A recent study from The National Retail Federation/University of Florida National Retail Security Survey revealed that theft cost U.S. retailers $44 billion in 2014. Employee and internal theft accounted for 34.5 percent, or approximately $15.2 billion of that cost, just behind shoplifting at 38 percent. The American Society of Employers has estimated that businesses lose 20 percent of every dollar to employee theft.
Most large retailers recognize the value that screening a potential employee can have in protecting their stores and have adopted background screening as a best practice. However, this practice has yet to be fully embraced by smaller retailers. During the NRF Protect 2015 conference, we polled our booth visitors and met many small retailers who still are not background screening. The question is why?

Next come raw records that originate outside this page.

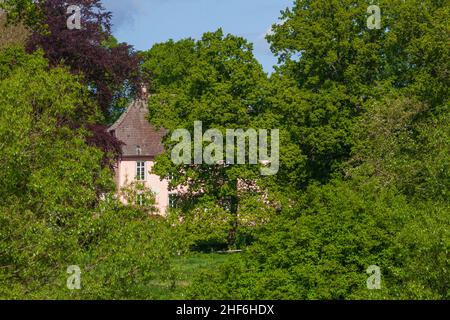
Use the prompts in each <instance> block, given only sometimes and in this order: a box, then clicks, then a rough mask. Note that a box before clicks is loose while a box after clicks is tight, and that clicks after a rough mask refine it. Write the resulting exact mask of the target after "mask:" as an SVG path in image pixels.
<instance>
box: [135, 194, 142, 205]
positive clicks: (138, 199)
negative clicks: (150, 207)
mask: <svg viewBox="0 0 450 320" xmlns="http://www.w3.org/2000/svg"><path fill="white" fill-rule="evenodd" d="M136 204H137V205H139V206H143V205H144V195H142V194H138V195H137V196H136Z"/></svg>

The reasons varied from perceived concerns over cost, to disrupting the “family” work environment, to questioning the value of screening a workforce with a high turnover rate. However, when you consider the large investments made into security cameras and anti-theft devices that protect the front door, the cost of a background check to secure the back door seems minimal. For less than $30 (the cost of a few hours of pay), most retailers can sufficiently screen an employee to ensure they are making a smart hire.
A background check can tell you if the candidate has a past criminal history of violence or theft. If so, they may not be the ideal candidate for the job…at least without further information.
Behind the scenes, your employees are privy to large parts of your business (customers, inventory, billing systems, etc.). Insight into their background information not only protects against cash and merchandise shrink, but also reduces the potential for brand and reputation damage.
Another common concern we heard was not knowing the proper background checks to run. Below are three common checks you should consider when hiring retail employees:
- Run a social security trace and address history with a 7-year county criminal history search. At a minimum, these searches will allow you to make an informed hiring decision. The Social Security trace and address history search will provide you with name variations and previous addresses to search for criminal records at the county level.
- Cast a wider net with a statewide criminal record search. While certainly not a requirement, a statewide criminal record search provides access to a larger multi-jurisdictional database to search for convictions that may have been outside of your county search. A statewide criminal record search can be a valuable tool for identifying red flags on a candidate that can then be verified at the county level. However, it’s important to note that statewide repositories are not yet available in all states.
- Order a motor vehicle report if you have drivers. This will provide a 3 to 5 year driving history on your applicant. Out of state driving related charges and vehicle-related crimes are also often included in this report.
Even if you implemented all three of these suggestions, the cost to your organization would still be under $100 per employee – a relatively minimal expense considering the thousands that may already be walking out the back door. Once you start background screening, the value will prove itself, and you will always have this security measure in place.